In No. 627, the petitioners seek reimbursements for special education costs which were fraudulently withheld and we find to be untenable the Department's claim that it is obligated to pay only those costs which were approved and for which funds are available. Pursuant to Section 2509 of the Public School Code, the Department must pay the lesser of the approved budget or actual excess costs and we cannot accept the implication inherent in the Department's argument that it may arbitrarily discriminate against some recipients of special education funds who had received their full allocation while providing additional funds to other similarly situated school districts and intermediate units. Furthermore, the unavailability of funds does not affect the petitioners' rights to reimbursement but would be most appropriately raised later in the respondents' answer or as a defense to a subsequent execution on a judgment. Reimbursement is also sought for monies advanced by the school district-petitioner to the intermediate unit-petitioner, and inasmuch as these funds might be characterized as excess
[ 60 Pa. Commw.
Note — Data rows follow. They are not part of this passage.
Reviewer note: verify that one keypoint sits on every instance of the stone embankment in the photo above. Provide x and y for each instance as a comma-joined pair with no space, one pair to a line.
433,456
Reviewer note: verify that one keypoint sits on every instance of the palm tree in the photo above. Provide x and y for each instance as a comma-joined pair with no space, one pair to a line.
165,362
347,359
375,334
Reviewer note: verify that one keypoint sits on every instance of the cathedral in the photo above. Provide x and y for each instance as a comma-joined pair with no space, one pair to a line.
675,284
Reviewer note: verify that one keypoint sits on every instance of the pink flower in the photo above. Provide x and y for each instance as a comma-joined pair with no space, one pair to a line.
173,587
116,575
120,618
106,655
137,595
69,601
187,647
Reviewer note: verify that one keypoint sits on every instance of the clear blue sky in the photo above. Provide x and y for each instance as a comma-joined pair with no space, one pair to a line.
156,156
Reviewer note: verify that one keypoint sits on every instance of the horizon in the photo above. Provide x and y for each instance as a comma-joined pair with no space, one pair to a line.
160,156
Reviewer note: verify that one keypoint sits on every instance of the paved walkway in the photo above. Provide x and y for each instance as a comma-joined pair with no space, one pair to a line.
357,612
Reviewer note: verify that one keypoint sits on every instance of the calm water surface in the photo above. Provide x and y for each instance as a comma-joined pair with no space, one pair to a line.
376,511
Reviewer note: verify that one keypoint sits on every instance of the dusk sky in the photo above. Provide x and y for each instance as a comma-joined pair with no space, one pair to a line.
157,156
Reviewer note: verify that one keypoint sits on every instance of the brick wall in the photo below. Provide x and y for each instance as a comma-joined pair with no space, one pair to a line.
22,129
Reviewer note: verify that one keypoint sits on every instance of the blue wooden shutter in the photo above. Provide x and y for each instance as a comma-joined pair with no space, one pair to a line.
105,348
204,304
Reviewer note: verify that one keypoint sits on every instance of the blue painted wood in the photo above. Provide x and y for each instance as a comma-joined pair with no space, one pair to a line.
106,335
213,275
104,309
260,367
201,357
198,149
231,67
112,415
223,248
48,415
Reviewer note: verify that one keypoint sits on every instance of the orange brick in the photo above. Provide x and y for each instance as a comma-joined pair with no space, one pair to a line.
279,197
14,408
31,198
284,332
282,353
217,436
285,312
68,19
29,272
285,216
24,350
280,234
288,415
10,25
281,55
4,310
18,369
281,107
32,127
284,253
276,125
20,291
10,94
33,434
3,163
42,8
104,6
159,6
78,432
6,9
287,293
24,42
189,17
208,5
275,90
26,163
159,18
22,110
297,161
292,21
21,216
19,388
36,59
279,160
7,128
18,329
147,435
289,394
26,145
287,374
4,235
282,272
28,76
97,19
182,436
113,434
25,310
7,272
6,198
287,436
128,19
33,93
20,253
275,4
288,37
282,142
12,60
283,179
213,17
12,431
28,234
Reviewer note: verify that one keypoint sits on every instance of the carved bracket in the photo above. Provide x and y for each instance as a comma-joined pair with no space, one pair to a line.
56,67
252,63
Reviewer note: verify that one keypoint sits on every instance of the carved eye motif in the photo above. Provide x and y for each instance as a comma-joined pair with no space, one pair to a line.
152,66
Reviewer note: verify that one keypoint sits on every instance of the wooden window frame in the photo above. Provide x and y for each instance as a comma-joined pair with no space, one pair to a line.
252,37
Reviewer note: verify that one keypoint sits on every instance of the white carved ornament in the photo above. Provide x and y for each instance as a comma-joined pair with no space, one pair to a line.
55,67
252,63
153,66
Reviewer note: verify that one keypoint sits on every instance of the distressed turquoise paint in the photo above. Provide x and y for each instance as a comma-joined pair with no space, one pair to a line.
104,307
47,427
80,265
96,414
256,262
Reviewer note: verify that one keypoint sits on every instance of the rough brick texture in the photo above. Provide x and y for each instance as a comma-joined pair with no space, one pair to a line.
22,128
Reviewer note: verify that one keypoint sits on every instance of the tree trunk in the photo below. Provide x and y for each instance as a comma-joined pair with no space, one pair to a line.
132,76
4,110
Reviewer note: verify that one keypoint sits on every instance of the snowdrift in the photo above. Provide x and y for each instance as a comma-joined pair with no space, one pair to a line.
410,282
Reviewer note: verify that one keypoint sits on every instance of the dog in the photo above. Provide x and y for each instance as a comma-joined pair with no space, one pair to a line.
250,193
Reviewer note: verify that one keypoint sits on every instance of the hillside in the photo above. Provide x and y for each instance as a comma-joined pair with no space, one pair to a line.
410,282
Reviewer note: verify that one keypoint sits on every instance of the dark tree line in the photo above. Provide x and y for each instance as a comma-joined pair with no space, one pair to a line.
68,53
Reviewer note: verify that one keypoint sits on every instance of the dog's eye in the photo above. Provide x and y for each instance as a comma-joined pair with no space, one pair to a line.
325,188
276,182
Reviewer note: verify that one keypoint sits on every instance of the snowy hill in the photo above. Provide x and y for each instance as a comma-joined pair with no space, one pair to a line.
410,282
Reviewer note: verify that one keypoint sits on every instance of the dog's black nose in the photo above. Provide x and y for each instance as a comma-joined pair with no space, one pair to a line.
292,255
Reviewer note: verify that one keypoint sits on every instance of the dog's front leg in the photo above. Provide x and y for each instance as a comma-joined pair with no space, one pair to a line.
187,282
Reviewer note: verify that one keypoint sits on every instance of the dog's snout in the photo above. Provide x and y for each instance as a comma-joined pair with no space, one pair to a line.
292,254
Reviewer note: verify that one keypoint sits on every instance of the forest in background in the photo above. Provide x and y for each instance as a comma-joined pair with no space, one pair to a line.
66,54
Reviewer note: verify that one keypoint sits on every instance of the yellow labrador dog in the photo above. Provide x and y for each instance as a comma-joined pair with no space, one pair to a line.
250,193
Page 557]
costs incurred by the school district to provide for special education, they may also be reimbursable under 24 P.S. § 25-2509. The existence of a separate contractual agreement between the Department and the school district, as the respondents seek to require, would not be necessary.
In No. 512, the Department asserts that it is not required to reimburse the petitioners for their total transportation costs. Again, however, any such contention does not defeat the petitioners' rights to payment, but would affect only the amount that the Department would owe and it should be raised as a defense in the respondents' answer.
We must, however, sustain the demurrer of the Auditor General to his joinder as a party. Although we found the Auditor General to be a necessary party in County of Allegheny v. Department of Public Welfare, 31 Pa. Commonwealth Ct. 379, 376 A.2d 290 (1977), the statute upon which that case was founded has since been amended and a warrant by the Auditor General prior to a disbursement of funds is no longer required. Act of April 9, 1929, P.L. 343, as amended, 72 P.S. §§ 1501 and 1502.
For the foregoing reasons, we will sustain the preliminary objection of the Auditor General and we will overrule those of the other respondents.*fn5
And Now, this 15th day of July, 1981, it is ordered that the preliminary objection of the respondent, the Auditor General of the Commonwealth, is sustained;
[ 60 Pa. Commw. Page 558]
And It Is Further Ordered that the preliminary objections of the other respondents are overruled and they are hereby directed to file their answer within fifteen (15) days of the filing of this opinion and order.
Preliminary objections of Auditor General sustained. All other preliminary objections overruled.